Tue, Aug 06, 2013 - Page 3 News List

Taipei protest sparks envy among Chinese netizens

By Jason Pan  /  Staff writer, with agencies

The mass protest led by civic groups on Taipei’s Ketagalan Boulevard on Saturday has struck a chord with Chinese netizens as they expressed envy and a yearning for a democratic society.

One Chinese netizen wrote: “Now I understand why Taiwanese refuse to re-unify [with China], because at this moment, I wish I could be a citizen of Taiwan.”

Another wrote: “This is how a democratic country should be, the leading voices are the people!”

“I was moved to tears when reading about the protest. Regrettably, I don’t know when we can have this kind of citizen movement,” another wrote.

Saturday’s rally was held to protest the death of army corporal Hung Chung-chiu (洪仲丘), who died from heatstroke allegedly as a result of physical abuse by his superiors.

Reflecting public anger and discontent with the government and army’s handling of the investigation into Hung’s death, a crowd of about 250,000 joined the demonstration, according to its organizers.

Billed as an historic event for Taiwan’s civic movements, the protest was organized by the activist group “Citizen 1985” and endorsed by leading advocates of cultural and social issues.

Taiwanese netizens promoted the event, quickly forming a wide network of groups and individuals.

Citizen 1985, which says it is not associated with any political party, had staged a rally on July 20 over Hung’s case, when 30,000 people protested in front of the Ministry of National Defense in Taipei.

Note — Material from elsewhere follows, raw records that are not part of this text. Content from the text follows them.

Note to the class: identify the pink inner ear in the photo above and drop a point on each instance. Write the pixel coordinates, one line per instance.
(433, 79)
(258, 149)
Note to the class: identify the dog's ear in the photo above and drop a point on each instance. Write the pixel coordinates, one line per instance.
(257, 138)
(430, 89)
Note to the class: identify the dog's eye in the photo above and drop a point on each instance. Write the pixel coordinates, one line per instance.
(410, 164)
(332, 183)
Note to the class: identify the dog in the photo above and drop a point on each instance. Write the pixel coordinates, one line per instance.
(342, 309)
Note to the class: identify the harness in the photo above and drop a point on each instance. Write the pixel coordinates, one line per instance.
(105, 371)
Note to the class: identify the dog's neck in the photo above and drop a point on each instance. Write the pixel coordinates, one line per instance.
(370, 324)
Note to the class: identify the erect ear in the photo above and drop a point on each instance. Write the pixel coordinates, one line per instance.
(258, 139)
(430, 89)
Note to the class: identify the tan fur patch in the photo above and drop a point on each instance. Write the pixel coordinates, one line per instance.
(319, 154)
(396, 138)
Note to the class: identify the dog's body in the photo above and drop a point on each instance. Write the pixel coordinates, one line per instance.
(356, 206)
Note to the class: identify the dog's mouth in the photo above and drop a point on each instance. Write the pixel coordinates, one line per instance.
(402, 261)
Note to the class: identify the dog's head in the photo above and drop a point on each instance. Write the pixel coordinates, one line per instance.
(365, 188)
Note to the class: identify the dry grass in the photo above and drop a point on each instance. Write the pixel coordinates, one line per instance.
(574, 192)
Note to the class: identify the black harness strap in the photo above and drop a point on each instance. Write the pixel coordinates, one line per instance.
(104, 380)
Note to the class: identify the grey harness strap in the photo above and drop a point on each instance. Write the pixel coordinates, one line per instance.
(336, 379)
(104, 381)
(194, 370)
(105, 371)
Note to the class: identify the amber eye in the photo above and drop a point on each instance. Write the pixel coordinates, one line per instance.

Details of Hung’s case and news of the protest on Saturday were posted on a number of Chinese Web sites, with netizens across the Taiwan Strait expressing empathy with the protesters while demonstrating their desire for similar freedom to protest in China.

One netizen wrote: “Now when we look at Taiwan, how can our Chinese imperial rulers request the return of Taiwan to the motherland. Even I want to go and live in Taiwan.”

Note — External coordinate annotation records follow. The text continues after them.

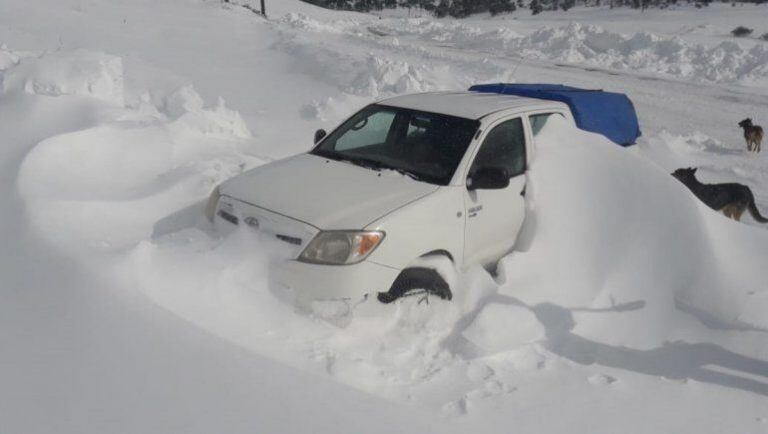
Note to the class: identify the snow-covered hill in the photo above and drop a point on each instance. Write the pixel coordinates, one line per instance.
(627, 306)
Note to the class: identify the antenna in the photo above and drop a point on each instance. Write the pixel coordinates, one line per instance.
(514, 71)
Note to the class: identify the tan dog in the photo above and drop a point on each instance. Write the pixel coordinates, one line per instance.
(753, 134)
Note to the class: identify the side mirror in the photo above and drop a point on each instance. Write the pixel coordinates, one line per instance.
(488, 178)
(319, 135)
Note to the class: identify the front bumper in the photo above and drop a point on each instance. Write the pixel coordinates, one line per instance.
(308, 281)
(333, 282)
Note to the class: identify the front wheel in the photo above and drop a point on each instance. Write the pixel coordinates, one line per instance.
(414, 280)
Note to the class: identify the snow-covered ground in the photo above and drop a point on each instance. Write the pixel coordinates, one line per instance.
(627, 306)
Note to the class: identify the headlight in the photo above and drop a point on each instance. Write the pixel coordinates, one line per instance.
(213, 202)
(341, 247)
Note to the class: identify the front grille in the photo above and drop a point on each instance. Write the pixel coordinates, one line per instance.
(289, 231)
(288, 239)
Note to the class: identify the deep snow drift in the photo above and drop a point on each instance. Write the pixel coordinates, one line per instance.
(626, 303)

Another wrote: “We can see how a civil society came into being, through struggle and demanding protection of rights. It is not won by begging and kneeling down in front of government officials.”

A netizen with the handle “Xia” (夏) wrote: “Here in China, the only way we can experience such mass gatherings is when Kobe Bryant comes to visit,” a reference to the US basketball star’s visits to China in recent years, where he drew large crowds of fans.